The Euro continued to move higher last week, despite mixed to negative economic data from the Eurozone and the European Central Bank’s decision to keep interest rates at 0.25%. Analysts point to the fact that the Euro’s two rivals the pound and the dollar were both under pressure last week.
The dollar fell on dovish statements from Fed officials last week and upon a much worse than expected jobs report on Friday which put pressure on the Greenback. Some traders believe that we may see as many as three interest rate cuts from the Fed this year. On the other hand this week Goldman Sachs stated it doesn’t believe that interest rates will be cut in 2019.
The Pound continued to decline as the UK Prime Minister leadership contest moves into gear. Former foreign secretary Brexit supporter Boris Johnson is the favourite to succeed Theresa May who will stand down as Prime Minister on July 22nd. Worse than expected GDP data in the UK early this week has put the pound under additional pressure and the Euro Pound currency pair traded close to a five month high on Tuesday.
The Japanese Yen was broadly unchanged, supported by a softer dollar, but fell earlier this week after Japanese Bank Governor Kuroda’s statement that the bank has more than enough ammunition for monetary stimulus if necessary.
The Turkish Lira continued to lose ground against a basket of other currencies as President Erdogan claimed he had no intention of cancelling an order for a Russian made missile program, despite the anger of the United States.
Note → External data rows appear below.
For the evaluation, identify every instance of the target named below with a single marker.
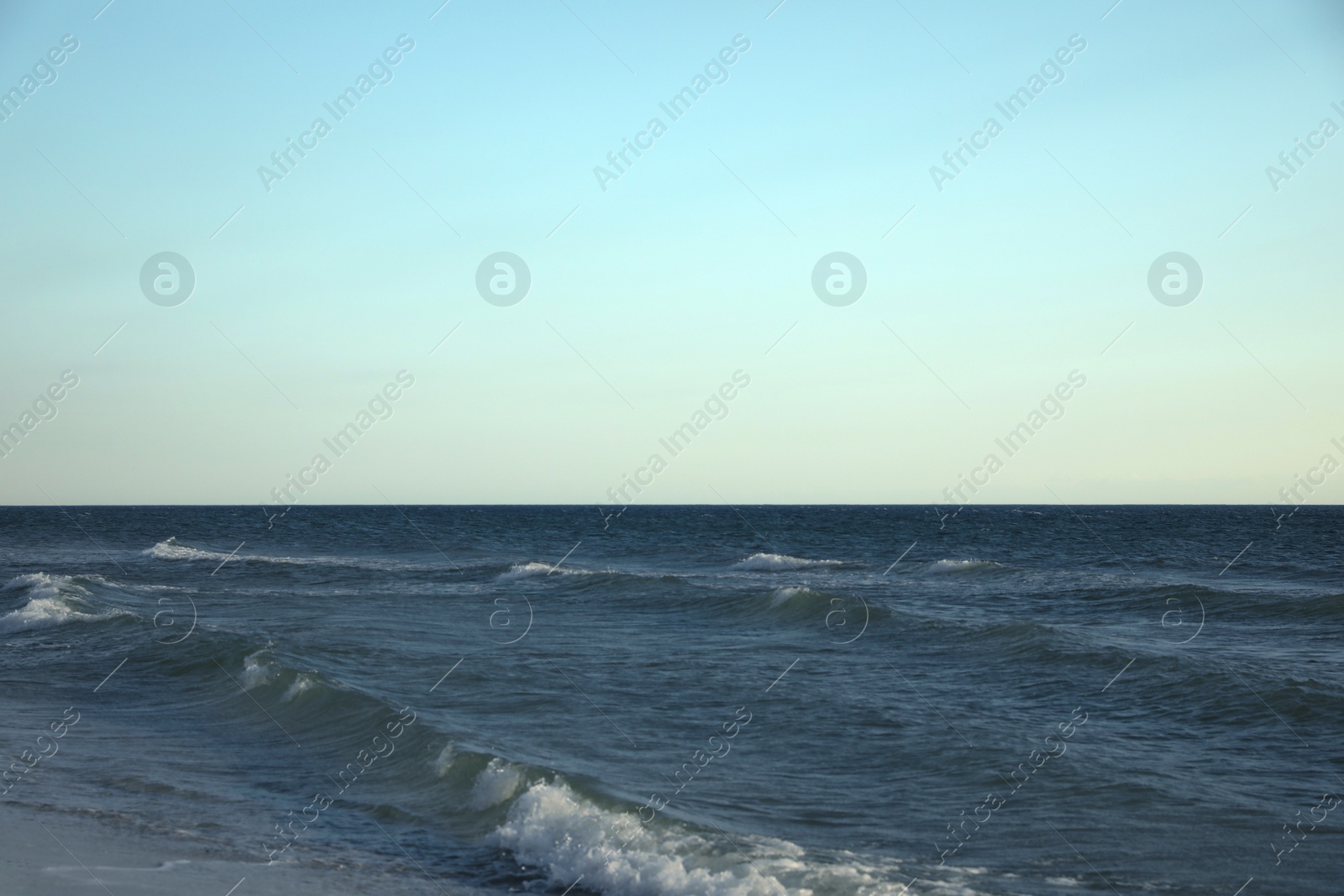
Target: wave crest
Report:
(783, 563)
(54, 600)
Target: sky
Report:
(654, 281)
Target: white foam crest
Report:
(497, 782)
(961, 566)
(257, 671)
(528, 570)
(170, 550)
(551, 828)
(302, 684)
(781, 563)
(784, 595)
(54, 600)
(445, 759)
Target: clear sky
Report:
(987, 285)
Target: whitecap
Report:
(54, 600)
(783, 563)
(497, 782)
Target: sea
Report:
(672, 700)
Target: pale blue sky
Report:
(689, 268)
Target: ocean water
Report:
(691, 700)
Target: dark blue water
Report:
(698, 700)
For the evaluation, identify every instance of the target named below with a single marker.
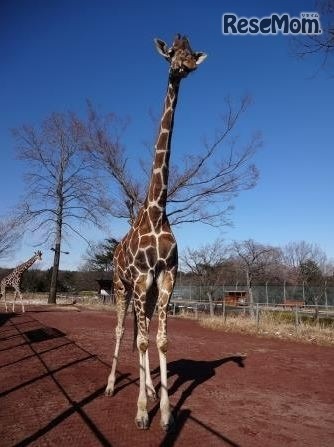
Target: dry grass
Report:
(271, 325)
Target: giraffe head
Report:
(181, 57)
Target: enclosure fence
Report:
(266, 294)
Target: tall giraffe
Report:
(145, 261)
(14, 279)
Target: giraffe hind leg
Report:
(123, 297)
(18, 292)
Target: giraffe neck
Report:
(157, 191)
(23, 267)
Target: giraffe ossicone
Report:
(14, 279)
(146, 260)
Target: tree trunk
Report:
(59, 224)
(250, 292)
(54, 279)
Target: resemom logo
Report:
(306, 23)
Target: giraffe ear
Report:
(162, 48)
(200, 57)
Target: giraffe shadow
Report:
(4, 317)
(193, 373)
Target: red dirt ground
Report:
(54, 366)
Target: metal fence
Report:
(270, 294)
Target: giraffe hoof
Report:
(109, 392)
(142, 423)
(151, 394)
(152, 397)
(169, 426)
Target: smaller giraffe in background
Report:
(14, 279)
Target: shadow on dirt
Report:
(4, 317)
(196, 372)
(33, 338)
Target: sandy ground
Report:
(54, 365)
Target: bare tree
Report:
(255, 258)
(307, 263)
(62, 189)
(200, 190)
(206, 264)
(298, 252)
(9, 236)
(99, 257)
(320, 46)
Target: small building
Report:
(236, 298)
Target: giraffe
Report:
(146, 259)
(14, 279)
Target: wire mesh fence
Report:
(269, 294)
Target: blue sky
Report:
(56, 53)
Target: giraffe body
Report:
(14, 279)
(146, 260)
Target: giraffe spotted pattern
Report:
(146, 260)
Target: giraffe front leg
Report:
(141, 420)
(165, 289)
(14, 299)
(3, 293)
(122, 303)
(150, 390)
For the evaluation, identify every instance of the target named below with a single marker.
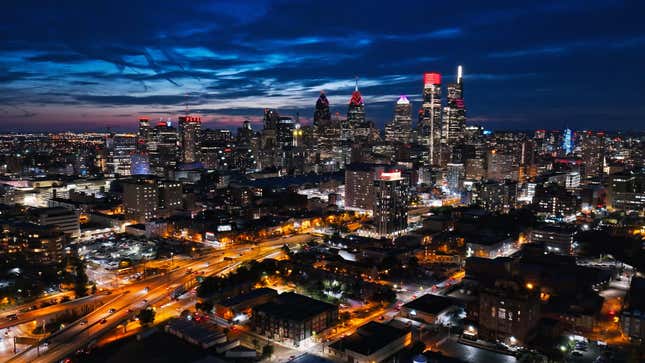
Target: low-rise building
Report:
(293, 318)
(489, 246)
(243, 304)
(428, 308)
(508, 311)
(372, 342)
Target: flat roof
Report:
(232, 301)
(432, 304)
(369, 338)
(295, 307)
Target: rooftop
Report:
(369, 338)
(295, 307)
(432, 304)
(232, 301)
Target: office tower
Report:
(120, 148)
(216, 136)
(38, 244)
(216, 149)
(455, 177)
(567, 143)
(144, 134)
(454, 114)
(555, 201)
(626, 191)
(245, 154)
(164, 149)
(65, 219)
(148, 198)
(475, 169)
(268, 147)
(359, 185)
(508, 312)
(190, 137)
(390, 203)
(498, 196)
(500, 166)
(429, 127)
(322, 114)
(356, 109)
(400, 129)
(284, 132)
(140, 164)
(592, 152)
However, losses were being pared ahead of Wednesday’s Turkish Central Bank meeting to set interest rates. Most analysts believe the key interest rate will remain at 24%, which would be seen by investors as a small victory for the independence of the bank against the Turkish President who wants rates to be cut.
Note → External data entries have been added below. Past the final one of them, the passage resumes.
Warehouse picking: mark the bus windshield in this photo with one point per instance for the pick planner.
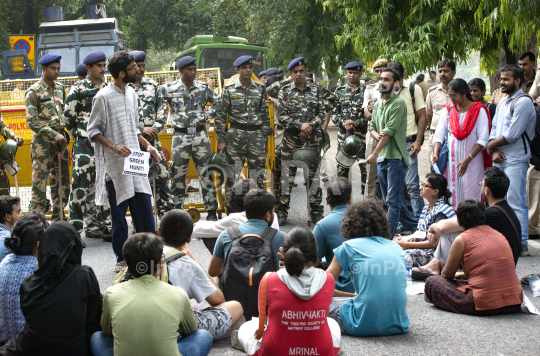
(224, 58)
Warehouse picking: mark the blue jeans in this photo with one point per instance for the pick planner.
(142, 215)
(391, 173)
(197, 344)
(412, 180)
(517, 196)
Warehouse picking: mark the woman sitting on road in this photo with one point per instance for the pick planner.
(491, 286)
(434, 189)
(297, 302)
(377, 269)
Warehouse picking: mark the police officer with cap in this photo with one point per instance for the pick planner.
(152, 119)
(82, 205)
(301, 114)
(188, 99)
(348, 114)
(45, 116)
(245, 103)
(81, 71)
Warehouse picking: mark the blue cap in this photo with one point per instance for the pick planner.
(50, 58)
(297, 62)
(186, 61)
(271, 71)
(139, 56)
(81, 69)
(94, 57)
(354, 66)
(242, 60)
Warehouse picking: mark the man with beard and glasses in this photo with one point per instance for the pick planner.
(389, 128)
(113, 127)
(438, 97)
(508, 145)
(82, 206)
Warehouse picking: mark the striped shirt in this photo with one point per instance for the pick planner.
(115, 116)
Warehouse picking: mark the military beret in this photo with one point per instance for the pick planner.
(354, 66)
(271, 71)
(297, 62)
(94, 57)
(139, 56)
(242, 60)
(50, 58)
(185, 61)
(81, 69)
(380, 63)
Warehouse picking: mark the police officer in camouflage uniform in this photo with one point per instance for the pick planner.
(6, 132)
(187, 101)
(82, 206)
(246, 104)
(348, 115)
(152, 119)
(301, 113)
(45, 116)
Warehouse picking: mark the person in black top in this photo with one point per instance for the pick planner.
(499, 216)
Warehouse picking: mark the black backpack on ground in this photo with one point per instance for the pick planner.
(248, 259)
(534, 143)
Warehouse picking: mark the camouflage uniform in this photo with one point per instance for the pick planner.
(82, 206)
(250, 125)
(152, 114)
(6, 132)
(45, 116)
(187, 110)
(349, 107)
(296, 107)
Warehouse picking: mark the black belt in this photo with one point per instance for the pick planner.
(235, 125)
(184, 130)
(410, 138)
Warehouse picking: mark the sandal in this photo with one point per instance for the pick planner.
(422, 275)
(120, 266)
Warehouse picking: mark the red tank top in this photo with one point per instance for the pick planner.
(297, 326)
(489, 264)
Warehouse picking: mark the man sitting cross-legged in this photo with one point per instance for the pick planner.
(175, 230)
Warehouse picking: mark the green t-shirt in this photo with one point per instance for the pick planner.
(144, 315)
(392, 119)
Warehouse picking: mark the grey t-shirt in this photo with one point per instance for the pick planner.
(188, 275)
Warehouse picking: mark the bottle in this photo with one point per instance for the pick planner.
(408, 267)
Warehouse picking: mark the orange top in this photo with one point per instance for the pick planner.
(489, 264)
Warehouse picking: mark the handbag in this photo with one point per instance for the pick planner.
(262, 305)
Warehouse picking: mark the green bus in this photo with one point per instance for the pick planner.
(221, 52)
Gold prices climbed last week and hit their highest levels since April at the beginning of this week, but have fallen since as some trade tensions calmed, with Mexico agreeing to improve border security to prevent US tariffs being imposed upon the country.
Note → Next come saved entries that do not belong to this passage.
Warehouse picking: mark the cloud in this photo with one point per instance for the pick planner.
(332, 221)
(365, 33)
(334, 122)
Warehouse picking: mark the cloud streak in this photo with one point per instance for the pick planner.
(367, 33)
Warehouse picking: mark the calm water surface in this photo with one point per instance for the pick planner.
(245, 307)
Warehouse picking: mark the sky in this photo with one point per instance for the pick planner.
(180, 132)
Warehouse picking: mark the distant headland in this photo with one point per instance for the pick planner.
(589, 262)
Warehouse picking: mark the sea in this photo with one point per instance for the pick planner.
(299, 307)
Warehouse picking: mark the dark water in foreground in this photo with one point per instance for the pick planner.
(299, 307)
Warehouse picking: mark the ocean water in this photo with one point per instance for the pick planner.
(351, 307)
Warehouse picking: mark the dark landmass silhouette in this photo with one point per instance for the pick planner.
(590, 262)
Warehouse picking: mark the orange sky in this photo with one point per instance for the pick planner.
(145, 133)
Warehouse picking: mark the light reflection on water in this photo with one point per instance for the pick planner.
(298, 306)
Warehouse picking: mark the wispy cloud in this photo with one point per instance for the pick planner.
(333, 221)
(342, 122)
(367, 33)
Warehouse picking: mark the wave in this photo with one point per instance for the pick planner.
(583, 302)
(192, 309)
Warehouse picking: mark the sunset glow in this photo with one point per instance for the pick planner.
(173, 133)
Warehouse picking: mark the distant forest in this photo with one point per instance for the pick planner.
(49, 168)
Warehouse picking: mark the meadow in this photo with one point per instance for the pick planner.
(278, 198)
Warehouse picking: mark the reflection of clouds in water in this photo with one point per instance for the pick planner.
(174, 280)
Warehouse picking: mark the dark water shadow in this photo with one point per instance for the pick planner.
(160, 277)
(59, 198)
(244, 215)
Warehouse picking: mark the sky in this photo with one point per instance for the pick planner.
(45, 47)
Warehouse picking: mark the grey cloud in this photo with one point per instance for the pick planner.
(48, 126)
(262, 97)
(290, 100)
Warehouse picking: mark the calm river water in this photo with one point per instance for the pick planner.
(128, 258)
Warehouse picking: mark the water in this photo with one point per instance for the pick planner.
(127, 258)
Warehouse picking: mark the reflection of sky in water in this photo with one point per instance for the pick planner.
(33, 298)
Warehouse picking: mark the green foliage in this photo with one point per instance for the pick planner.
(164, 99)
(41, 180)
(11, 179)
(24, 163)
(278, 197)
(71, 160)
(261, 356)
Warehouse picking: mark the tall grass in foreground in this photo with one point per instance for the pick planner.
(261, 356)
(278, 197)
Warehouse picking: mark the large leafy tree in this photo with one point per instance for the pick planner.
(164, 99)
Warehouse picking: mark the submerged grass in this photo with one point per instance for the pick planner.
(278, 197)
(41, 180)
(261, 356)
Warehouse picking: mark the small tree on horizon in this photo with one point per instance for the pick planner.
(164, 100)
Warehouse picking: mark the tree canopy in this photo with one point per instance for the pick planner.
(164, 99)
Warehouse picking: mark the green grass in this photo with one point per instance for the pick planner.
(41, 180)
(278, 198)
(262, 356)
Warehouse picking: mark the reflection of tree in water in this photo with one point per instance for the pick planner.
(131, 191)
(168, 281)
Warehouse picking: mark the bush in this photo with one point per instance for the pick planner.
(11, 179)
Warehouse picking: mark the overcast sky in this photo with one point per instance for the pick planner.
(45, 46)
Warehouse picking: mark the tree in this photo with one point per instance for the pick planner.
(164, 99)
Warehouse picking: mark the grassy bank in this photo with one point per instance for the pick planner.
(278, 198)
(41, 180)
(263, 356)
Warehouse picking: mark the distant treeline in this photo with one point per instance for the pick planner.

US stocks powered higher as markets put US China trade war fears to one side and the US dropped plans to impose tariffs on Mexico. While global growth is a concern, investors are focusing on Fed interest rate cuts this year to prevent the US economy slowing down.
Crude oil dropped to its lowest level since January before recovering to finish slightly higher over the week in volatile trading. Prices are being pressured by the prospect of decreased global demand and oversupply, particularly from the US. In order to prevent oversupply Russia stated that it wants to agree another extension to its deal to limit production with OPEC at the next full OPEC meeting, due to take place in late June or early July.